[Feat] Improvements

README.md

@@ -0,0 +1,236 @@
+[![CI](https://github.com/AssetPortal/assets-api/actions/workflows/ci.yaml/badge.svg)](https://github.com/AssetPortal/assets-api/actions/workflows/ci.yaml)[![Staging](https://github.com/AssetPortal/assets-api/actions/workflows/staging.yaml/badge.svg)](https://github.com/AssetPortal/assets-api/actions/workflows/staging.yaml)[![Production](https://github.com/AssetPortal/assets-api/actions/workflows/production.yaml/badge.svg)](https://github.com/AssetPortal/assets-api/actions/workflows/production.yaml)
+# Assets API
+
+## Overview
+
+The Assets API provides endpoints to manage assets. This document describes the available endpoints, their expected input, and output.
+
+--- 
+
+## Features
+
+- Health check endpoint
+- Authentication nonce retrieval
+- Image upload
+- Asset creation, retrieval, and management
+
+--- 
+
+## Authentication
+
+The endpoints that require authentication needs to have three headers in their request:
+
+- `"X-Message"`: A valid nonce obtained from the `GET /nonce` endpoint. This nonce is used to prevent replay attacks.

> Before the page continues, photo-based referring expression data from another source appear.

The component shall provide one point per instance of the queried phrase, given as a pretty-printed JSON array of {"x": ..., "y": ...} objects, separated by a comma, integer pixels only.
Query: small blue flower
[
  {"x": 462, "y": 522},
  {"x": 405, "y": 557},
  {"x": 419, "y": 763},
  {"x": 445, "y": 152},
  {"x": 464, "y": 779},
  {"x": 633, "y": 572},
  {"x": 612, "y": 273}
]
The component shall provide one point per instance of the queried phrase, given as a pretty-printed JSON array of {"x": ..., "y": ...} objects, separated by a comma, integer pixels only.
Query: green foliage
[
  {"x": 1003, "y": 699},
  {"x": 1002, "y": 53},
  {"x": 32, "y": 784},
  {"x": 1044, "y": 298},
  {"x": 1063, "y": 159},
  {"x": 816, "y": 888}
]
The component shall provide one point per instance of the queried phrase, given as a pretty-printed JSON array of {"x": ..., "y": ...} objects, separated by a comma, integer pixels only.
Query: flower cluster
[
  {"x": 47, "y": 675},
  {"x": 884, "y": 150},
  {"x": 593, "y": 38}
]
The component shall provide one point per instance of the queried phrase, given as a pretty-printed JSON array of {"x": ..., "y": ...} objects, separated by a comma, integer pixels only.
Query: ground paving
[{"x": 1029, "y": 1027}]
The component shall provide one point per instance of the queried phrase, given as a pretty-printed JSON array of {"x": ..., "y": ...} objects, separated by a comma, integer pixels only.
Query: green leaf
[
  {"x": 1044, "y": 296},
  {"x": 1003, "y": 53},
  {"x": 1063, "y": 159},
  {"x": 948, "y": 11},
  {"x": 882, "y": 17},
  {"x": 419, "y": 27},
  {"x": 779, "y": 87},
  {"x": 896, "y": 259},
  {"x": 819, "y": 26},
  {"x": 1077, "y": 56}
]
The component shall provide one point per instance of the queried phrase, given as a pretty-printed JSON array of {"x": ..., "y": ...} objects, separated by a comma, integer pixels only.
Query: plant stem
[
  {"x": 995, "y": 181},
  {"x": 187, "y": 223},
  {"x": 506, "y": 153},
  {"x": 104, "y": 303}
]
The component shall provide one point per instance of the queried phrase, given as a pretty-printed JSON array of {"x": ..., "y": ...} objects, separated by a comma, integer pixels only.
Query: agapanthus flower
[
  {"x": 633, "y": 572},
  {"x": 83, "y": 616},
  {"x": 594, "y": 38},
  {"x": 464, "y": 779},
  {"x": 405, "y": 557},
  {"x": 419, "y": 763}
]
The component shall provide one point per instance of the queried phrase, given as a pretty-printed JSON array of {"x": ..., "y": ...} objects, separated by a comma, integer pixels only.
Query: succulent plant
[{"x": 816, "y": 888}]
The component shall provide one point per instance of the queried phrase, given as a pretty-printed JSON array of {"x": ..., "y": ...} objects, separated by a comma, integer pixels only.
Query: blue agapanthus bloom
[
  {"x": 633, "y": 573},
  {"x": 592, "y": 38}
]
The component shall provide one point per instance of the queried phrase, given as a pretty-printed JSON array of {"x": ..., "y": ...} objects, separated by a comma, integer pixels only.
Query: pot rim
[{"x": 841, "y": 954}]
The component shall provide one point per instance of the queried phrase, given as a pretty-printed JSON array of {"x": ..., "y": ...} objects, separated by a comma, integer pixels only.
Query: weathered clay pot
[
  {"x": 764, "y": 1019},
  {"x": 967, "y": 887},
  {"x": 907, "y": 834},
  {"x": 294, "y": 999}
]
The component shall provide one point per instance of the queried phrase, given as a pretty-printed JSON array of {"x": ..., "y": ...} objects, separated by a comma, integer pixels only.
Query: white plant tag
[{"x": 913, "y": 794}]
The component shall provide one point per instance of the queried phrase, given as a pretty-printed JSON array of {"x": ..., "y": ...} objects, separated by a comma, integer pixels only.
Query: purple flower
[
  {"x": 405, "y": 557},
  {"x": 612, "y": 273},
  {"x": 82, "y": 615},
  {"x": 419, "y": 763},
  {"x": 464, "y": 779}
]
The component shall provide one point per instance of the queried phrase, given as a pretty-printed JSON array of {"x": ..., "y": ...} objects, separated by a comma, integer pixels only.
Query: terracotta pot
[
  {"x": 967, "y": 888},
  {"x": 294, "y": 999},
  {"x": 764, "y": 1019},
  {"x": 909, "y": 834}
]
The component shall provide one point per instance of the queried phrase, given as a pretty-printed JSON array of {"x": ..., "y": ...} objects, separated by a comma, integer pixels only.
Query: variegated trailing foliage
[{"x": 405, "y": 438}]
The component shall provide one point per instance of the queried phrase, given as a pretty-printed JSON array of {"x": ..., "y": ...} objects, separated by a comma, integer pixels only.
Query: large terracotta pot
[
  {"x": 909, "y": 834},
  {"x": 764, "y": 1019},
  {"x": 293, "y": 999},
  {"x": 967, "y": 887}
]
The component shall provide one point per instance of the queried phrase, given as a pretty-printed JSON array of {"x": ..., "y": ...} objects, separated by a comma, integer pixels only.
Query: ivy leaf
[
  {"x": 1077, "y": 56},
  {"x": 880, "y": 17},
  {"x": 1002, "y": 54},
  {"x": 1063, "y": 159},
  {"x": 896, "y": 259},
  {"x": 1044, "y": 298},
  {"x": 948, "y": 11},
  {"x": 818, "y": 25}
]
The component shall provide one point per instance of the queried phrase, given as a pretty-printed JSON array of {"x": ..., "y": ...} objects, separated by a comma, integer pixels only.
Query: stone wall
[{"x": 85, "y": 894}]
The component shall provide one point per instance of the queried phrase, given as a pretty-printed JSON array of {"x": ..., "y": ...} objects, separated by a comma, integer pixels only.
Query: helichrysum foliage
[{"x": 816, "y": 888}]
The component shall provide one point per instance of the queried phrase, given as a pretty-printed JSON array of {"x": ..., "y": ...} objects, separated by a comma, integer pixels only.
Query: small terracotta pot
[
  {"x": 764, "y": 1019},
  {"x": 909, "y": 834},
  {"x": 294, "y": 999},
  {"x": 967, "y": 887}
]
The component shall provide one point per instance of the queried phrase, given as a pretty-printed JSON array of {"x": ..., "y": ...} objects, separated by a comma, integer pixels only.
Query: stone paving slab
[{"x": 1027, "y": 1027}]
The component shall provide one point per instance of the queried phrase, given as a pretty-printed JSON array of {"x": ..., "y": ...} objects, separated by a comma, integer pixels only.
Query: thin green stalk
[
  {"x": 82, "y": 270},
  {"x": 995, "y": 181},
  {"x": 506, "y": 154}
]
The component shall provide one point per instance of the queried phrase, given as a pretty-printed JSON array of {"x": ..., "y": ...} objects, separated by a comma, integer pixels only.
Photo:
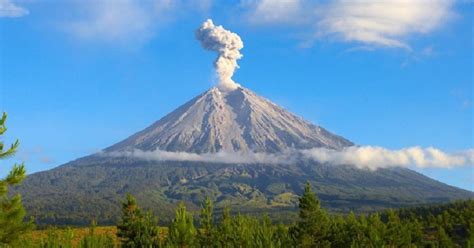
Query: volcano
[{"x": 235, "y": 121}]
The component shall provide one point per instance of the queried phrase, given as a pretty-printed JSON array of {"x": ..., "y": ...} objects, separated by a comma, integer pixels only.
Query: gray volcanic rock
[{"x": 238, "y": 120}]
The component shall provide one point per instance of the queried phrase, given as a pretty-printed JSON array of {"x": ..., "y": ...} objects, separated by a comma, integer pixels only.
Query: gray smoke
[
  {"x": 364, "y": 157},
  {"x": 227, "y": 45}
]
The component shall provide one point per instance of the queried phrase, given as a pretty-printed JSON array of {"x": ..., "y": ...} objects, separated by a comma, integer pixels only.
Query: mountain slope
[{"x": 237, "y": 121}]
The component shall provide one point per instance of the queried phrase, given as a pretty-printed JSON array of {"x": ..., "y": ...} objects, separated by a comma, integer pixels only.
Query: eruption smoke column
[{"x": 227, "y": 44}]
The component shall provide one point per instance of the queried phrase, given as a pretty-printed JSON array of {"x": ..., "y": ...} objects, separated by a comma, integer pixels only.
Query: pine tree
[
  {"x": 312, "y": 228},
  {"x": 206, "y": 232},
  {"x": 135, "y": 228},
  {"x": 443, "y": 238},
  {"x": 12, "y": 213},
  {"x": 224, "y": 230},
  {"x": 93, "y": 240},
  {"x": 182, "y": 233}
]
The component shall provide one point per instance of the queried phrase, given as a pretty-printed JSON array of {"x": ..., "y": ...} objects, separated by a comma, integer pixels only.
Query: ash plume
[{"x": 227, "y": 45}]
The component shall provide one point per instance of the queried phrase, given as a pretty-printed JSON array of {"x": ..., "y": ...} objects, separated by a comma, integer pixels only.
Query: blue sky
[{"x": 76, "y": 77}]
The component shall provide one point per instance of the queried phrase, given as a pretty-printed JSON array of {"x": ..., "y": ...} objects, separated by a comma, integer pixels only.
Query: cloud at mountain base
[
  {"x": 374, "y": 23},
  {"x": 10, "y": 9}
]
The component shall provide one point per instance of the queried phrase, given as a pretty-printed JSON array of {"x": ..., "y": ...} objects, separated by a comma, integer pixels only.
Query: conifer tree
[
  {"x": 312, "y": 228},
  {"x": 443, "y": 238},
  {"x": 135, "y": 228},
  {"x": 225, "y": 232},
  {"x": 182, "y": 232},
  {"x": 12, "y": 213}
]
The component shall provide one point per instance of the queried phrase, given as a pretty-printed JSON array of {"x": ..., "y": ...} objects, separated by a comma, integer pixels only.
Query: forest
[{"x": 449, "y": 225}]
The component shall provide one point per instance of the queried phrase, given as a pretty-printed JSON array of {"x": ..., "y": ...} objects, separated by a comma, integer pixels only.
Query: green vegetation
[
  {"x": 450, "y": 225},
  {"x": 12, "y": 212},
  {"x": 93, "y": 188}
]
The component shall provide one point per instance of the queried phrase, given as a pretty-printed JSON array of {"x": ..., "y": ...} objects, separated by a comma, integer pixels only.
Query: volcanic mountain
[{"x": 237, "y": 121}]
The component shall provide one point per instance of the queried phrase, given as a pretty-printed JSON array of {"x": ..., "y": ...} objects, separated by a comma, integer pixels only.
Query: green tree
[
  {"x": 206, "y": 231},
  {"x": 443, "y": 238},
  {"x": 313, "y": 225},
  {"x": 93, "y": 240},
  {"x": 182, "y": 232},
  {"x": 224, "y": 229},
  {"x": 135, "y": 228},
  {"x": 12, "y": 213}
]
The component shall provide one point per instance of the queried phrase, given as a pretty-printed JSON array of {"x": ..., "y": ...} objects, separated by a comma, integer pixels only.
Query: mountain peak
[{"x": 230, "y": 120}]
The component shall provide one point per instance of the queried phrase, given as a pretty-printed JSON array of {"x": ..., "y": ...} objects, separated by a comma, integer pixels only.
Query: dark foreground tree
[
  {"x": 182, "y": 232},
  {"x": 12, "y": 213},
  {"x": 206, "y": 230},
  {"x": 137, "y": 229}
]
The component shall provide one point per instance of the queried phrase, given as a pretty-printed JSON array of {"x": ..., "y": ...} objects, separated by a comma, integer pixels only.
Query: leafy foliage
[
  {"x": 92, "y": 188},
  {"x": 137, "y": 229}
]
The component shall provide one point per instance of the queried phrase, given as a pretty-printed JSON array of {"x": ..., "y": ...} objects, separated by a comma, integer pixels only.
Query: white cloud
[
  {"x": 9, "y": 9},
  {"x": 386, "y": 23},
  {"x": 219, "y": 157},
  {"x": 116, "y": 20},
  {"x": 364, "y": 157}
]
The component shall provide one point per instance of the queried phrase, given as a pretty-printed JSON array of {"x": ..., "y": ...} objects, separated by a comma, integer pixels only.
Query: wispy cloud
[
  {"x": 385, "y": 23},
  {"x": 9, "y": 9},
  {"x": 219, "y": 157},
  {"x": 364, "y": 157},
  {"x": 124, "y": 20}
]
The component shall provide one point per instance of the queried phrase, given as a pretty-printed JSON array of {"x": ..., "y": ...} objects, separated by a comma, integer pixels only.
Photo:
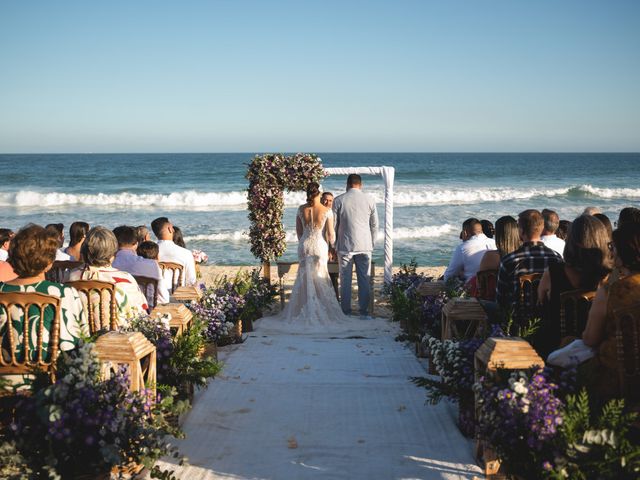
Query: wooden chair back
[
  {"x": 177, "y": 273},
  {"x": 149, "y": 287},
  {"x": 527, "y": 306},
  {"x": 99, "y": 300},
  {"x": 574, "y": 311},
  {"x": 30, "y": 309},
  {"x": 59, "y": 272},
  {"x": 486, "y": 284},
  {"x": 628, "y": 351}
]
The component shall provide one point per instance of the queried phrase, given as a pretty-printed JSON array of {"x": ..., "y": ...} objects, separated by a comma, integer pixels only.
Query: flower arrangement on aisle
[
  {"x": 269, "y": 176},
  {"x": 81, "y": 417}
]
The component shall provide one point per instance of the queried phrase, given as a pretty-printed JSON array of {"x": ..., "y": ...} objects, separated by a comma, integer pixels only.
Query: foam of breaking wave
[
  {"x": 402, "y": 196},
  {"x": 401, "y": 233}
]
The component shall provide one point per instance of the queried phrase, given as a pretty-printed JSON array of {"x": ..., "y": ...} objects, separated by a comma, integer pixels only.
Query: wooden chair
[
  {"x": 101, "y": 315},
  {"x": 31, "y": 306},
  {"x": 486, "y": 284},
  {"x": 60, "y": 270},
  {"x": 149, "y": 287},
  {"x": 177, "y": 273},
  {"x": 527, "y": 305},
  {"x": 628, "y": 351},
  {"x": 574, "y": 310}
]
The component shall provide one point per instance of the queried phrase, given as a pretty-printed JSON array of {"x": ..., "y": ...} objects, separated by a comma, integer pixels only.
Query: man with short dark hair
[
  {"x": 549, "y": 238},
  {"x": 6, "y": 234},
  {"x": 128, "y": 260},
  {"x": 532, "y": 257},
  {"x": 170, "y": 252},
  {"x": 467, "y": 256}
]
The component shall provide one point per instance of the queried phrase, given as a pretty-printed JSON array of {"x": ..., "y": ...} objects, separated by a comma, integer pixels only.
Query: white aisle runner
[{"x": 306, "y": 407}]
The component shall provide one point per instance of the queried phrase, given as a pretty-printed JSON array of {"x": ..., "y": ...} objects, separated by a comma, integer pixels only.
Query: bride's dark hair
[{"x": 313, "y": 190}]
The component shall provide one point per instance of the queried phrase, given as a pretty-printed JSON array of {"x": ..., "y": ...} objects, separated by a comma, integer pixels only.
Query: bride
[{"x": 313, "y": 306}]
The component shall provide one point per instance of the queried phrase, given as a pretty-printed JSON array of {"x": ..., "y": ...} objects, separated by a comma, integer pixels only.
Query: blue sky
[{"x": 225, "y": 76}]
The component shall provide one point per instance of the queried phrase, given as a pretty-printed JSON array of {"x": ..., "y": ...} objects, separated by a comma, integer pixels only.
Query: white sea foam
[
  {"x": 401, "y": 233},
  {"x": 412, "y": 196}
]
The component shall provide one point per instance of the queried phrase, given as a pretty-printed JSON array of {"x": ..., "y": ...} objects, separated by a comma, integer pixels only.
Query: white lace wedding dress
[{"x": 312, "y": 307}]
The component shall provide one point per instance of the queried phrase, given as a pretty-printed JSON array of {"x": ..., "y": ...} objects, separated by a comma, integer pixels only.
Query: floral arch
[{"x": 270, "y": 175}]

+- `"X-Signature"`: The message signed with the private key of the account. This signature is used to verify the authenticity of the request.
+- `"X-Address"`: The address of the account used to sign the message. This address is used to identify the user making the request.
+
+### Errors
+
+- **400 Bad Request**: The message was not generated with the `GET /nonce`. 
+- **401 Unauthorized**: Invalid or expired token.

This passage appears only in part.